Translocation of structured polynucleotides through nanopores

TL;DR

This paper presents a theoretical study on how nanopores can be used to determine the basepairing patterns of structured polynucleotides by analyzing translocation dynamics and unzipping events, enabling insights into nucleic acid folding.

Contribution

It introduces a method to infer full basepairing patterns, including pseudoknots, from translocation dynamics with high spatial resolution, advancing nanopore-based nucleic acid analysis.

Findings

Translocation dynamics reveal basepairing patterns.

High spatial resolution enables detection of pseudoknots.

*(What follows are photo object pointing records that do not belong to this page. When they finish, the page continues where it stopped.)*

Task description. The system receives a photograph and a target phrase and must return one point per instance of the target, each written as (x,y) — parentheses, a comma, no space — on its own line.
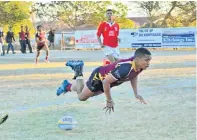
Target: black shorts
(40,47)
(94,83)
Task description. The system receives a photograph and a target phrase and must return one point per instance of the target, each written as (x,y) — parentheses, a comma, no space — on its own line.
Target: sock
(68,88)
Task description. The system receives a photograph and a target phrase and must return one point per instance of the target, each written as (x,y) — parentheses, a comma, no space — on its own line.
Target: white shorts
(115,52)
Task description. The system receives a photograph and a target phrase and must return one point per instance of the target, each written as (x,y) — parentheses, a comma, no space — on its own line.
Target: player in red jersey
(110,32)
(104,77)
(41,43)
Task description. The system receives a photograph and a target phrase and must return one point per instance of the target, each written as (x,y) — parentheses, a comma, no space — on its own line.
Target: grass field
(28,94)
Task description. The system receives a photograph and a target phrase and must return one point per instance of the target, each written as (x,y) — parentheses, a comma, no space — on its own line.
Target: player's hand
(109,106)
(140,99)
(102,46)
(119,40)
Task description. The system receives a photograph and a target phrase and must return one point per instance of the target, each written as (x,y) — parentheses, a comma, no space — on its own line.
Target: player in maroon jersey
(105,77)
(110,32)
(41,43)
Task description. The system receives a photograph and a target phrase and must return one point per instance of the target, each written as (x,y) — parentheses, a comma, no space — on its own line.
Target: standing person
(22,40)
(27,39)
(110,32)
(3,118)
(9,39)
(2,52)
(41,43)
(103,78)
(51,38)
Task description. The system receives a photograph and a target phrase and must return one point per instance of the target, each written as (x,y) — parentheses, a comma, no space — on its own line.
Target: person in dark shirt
(27,38)
(9,39)
(105,77)
(51,38)
(41,42)
(22,40)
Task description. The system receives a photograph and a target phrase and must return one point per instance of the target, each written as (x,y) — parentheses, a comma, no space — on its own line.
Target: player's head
(21,27)
(26,28)
(109,14)
(10,28)
(142,58)
(39,27)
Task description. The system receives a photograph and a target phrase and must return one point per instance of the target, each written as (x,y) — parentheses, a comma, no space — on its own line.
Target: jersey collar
(133,65)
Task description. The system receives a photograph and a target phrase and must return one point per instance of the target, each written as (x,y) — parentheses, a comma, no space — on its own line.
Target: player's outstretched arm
(134,86)
(106,86)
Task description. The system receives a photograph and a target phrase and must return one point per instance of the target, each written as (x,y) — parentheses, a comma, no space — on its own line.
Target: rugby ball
(67,123)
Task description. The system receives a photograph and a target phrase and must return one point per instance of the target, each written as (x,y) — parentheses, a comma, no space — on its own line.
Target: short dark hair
(109,10)
(39,26)
(140,52)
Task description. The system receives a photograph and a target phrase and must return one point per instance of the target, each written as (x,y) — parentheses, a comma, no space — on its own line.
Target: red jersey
(22,35)
(41,37)
(110,33)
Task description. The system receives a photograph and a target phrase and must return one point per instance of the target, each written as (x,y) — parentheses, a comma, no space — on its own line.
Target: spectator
(51,38)
(27,37)
(10,39)
(22,40)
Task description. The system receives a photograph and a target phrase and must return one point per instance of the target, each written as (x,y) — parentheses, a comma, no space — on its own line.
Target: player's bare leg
(3,119)
(46,48)
(37,56)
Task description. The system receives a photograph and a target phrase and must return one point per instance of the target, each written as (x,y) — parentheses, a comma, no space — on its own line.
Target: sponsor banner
(178,37)
(86,39)
(143,37)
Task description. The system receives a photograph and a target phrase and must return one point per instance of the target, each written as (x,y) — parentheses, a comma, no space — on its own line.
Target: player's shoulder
(116,24)
(124,65)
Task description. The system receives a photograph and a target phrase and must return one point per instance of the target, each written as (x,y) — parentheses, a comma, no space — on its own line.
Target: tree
(77,13)
(15,14)
(12,12)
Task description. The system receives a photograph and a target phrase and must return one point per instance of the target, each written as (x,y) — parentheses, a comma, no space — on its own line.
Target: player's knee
(82,98)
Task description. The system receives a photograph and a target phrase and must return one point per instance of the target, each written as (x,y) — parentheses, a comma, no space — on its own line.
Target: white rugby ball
(67,123)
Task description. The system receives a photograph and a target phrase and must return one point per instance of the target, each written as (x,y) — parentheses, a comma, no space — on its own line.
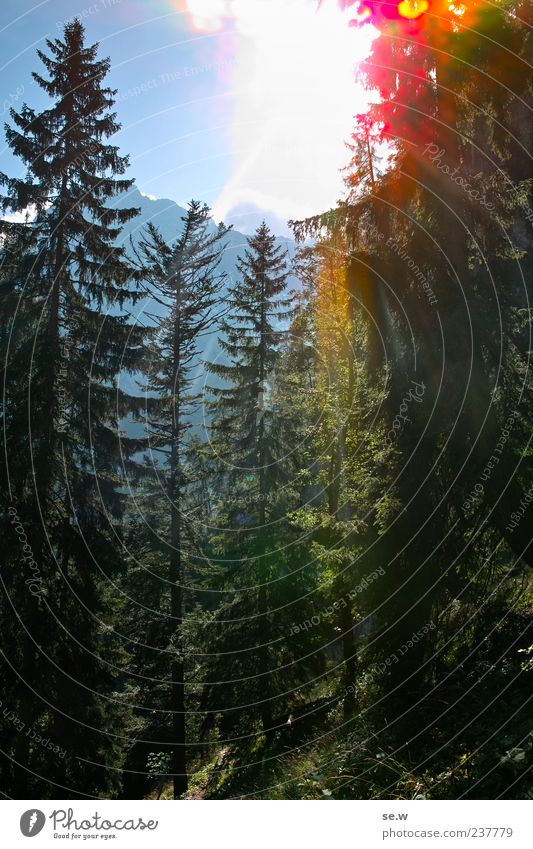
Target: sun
(293,99)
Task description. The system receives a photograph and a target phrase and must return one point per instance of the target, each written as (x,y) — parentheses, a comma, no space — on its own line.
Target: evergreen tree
(185,280)
(247,442)
(70,340)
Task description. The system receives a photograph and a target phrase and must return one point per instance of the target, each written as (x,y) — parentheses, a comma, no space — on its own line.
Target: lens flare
(412,9)
(293,98)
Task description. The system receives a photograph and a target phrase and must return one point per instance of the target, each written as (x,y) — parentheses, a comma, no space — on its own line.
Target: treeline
(306,575)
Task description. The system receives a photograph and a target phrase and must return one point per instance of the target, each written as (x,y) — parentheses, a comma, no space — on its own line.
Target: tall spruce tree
(69,341)
(247,442)
(186,281)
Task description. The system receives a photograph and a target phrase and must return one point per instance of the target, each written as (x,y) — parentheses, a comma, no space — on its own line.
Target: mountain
(167,215)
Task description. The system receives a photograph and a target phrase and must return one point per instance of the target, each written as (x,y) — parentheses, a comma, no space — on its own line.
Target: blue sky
(171,86)
(247,111)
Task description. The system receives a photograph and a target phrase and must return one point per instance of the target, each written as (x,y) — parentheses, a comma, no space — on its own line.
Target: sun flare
(294,99)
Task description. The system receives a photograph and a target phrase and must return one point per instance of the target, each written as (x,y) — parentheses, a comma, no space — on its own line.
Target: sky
(244,104)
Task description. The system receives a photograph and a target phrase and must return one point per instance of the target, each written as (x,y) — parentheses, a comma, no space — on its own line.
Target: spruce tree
(70,340)
(246,440)
(186,282)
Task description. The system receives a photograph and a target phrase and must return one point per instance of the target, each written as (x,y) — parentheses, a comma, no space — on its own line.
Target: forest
(299,568)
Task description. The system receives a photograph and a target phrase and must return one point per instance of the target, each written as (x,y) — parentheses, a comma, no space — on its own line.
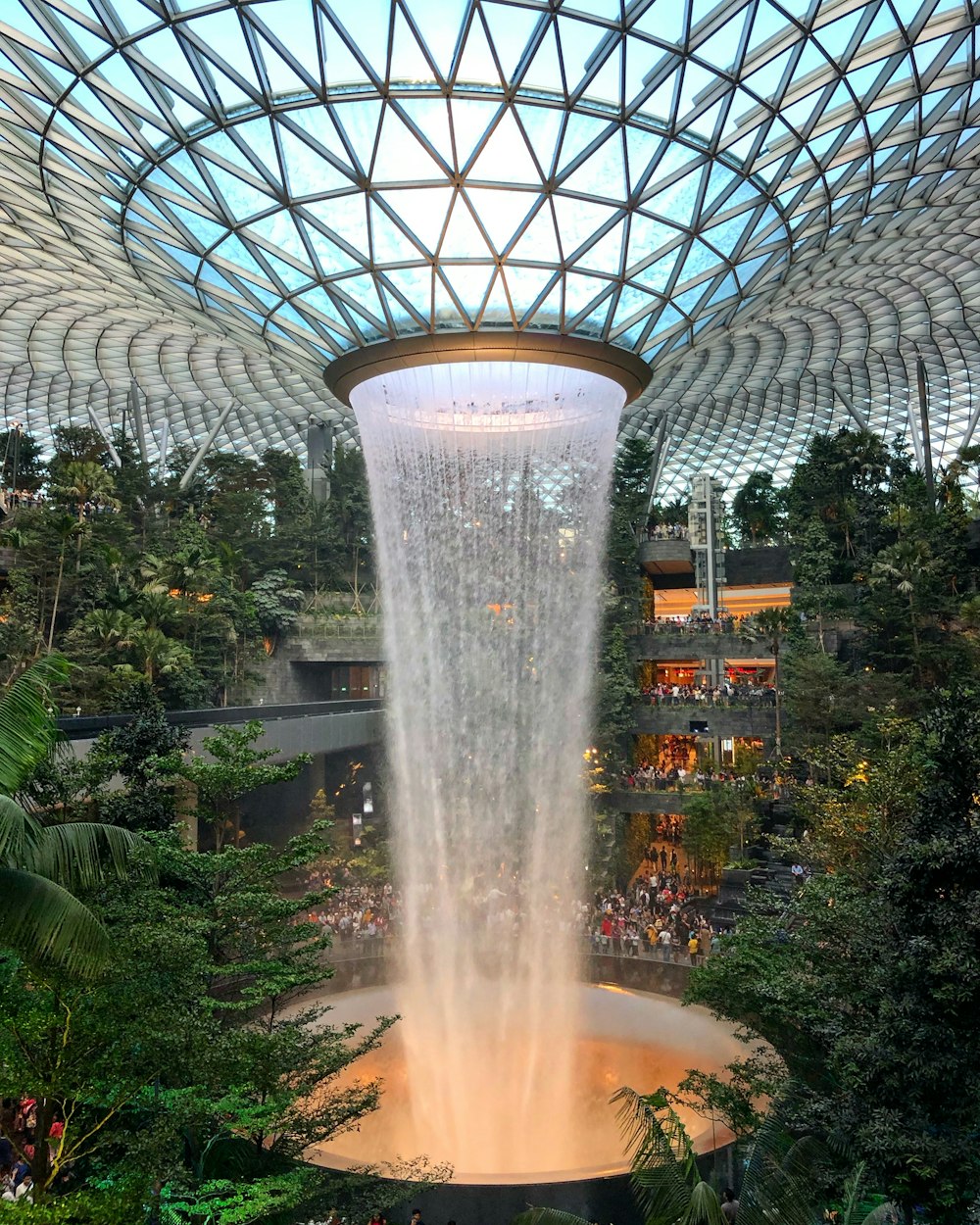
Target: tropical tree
(783,1181)
(774,625)
(65,528)
(906,566)
(758,509)
(43,866)
(86,483)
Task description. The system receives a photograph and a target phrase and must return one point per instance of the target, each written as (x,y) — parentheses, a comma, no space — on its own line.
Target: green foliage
(235,768)
(758,510)
(867,981)
(615,701)
(715,821)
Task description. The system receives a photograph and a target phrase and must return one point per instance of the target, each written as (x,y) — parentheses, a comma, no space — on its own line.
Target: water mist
(489,485)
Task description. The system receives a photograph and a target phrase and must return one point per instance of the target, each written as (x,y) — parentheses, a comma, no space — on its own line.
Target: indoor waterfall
(489,486)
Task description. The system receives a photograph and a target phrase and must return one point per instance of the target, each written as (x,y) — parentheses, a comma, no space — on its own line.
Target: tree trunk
(57,596)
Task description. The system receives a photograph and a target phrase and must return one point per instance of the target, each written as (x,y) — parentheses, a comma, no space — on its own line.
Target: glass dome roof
(239,191)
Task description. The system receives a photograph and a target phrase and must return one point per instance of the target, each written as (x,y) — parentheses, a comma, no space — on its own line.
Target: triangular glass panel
(290,277)
(631,302)
(464,239)
(204,228)
(439,24)
(476,64)
(607,83)
(525,285)
(657,275)
(279,231)
(542,126)
(368,28)
(510,32)
(538,244)
(505,157)
(361,122)
(725,235)
(470,121)
(719,49)
(662,102)
(283,76)
(581,292)
(606,255)
(501,212)
(641,150)
(400,157)
(676,202)
(594,322)
(243,200)
(646,236)
(318,299)
(720,179)
(549,313)
(331,258)
(602,172)
(577,220)
(388,244)
(665,21)
(364,292)
(764,82)
(421,211)
(292,24)
(347,216)
(445,312)
(415,287)
(498,309)
(469,283)
(579,132)
(318,123)
(431,117)
(308,172)
(341,67)
(544,72)
(836,35)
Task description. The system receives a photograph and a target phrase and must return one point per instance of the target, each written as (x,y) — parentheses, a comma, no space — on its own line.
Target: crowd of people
(701,622)
(657,917)
(726,694)
(647,777)
(362,912)
(666,532)
(18,1125)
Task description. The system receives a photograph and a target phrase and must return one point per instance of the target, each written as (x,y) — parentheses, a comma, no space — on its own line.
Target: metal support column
(136,416)
(104,435)
(920,377)
(318,455)
(206,445)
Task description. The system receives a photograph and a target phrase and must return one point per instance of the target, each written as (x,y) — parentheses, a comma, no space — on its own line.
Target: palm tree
(111,628)
(775,623)
(780,1179)
(65,528)
(906,564)
(42,866)
(87,483)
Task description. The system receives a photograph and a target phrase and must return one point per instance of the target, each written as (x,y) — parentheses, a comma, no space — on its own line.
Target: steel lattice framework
(777,205)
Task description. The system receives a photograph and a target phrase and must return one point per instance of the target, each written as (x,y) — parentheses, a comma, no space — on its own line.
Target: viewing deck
(723,720)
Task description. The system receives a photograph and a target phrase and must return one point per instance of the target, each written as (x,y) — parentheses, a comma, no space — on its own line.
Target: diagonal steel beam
(206,445)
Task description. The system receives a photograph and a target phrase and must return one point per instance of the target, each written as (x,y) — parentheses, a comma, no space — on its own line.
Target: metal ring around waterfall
(630,371)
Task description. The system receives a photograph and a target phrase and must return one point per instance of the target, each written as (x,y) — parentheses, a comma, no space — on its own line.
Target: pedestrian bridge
(289,729)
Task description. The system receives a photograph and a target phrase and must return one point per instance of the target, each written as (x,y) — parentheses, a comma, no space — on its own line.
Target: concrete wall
(695,646)
(307,733)
(636,800)
(723,720)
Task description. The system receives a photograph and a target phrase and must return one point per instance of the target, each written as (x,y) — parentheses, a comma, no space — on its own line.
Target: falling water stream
(489,486)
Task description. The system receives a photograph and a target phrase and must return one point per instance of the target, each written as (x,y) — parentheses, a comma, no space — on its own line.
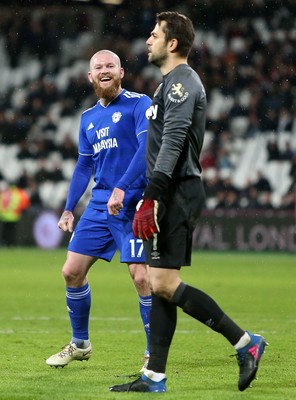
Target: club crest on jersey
(177,93)
(157,90)
(116,117)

Nanopores can be used to study nucleic acid folding.

Abstract

We investigate theoretically the translocation of structured RNA/DNA molecules through narrow pores which allow single but not double strands to pass. The unzipping of basepaired regions within the molecules presents significant kinetic barriers for the translocation process. We show that this circumstance may be exploited to determine the full basepairing pattern of polynucleotides, including RNA pseudoknots. The crucial requirement is that the translocation dynamics (i.e., the length of the translocated molecular segment) needs to be recorded as a function of time with a spatial resolution of a few nucleotides. This could be achieved, for instance, by applying a mechanical driving force for translocation and recording force-extension curves (FEC's) with a device such as an atomic force microscope or optical tweezers. Our analysis suggests that with this added spatial resolution, nanopores could be transformed into a powerful experimental tool to study the folding of nucleic acids.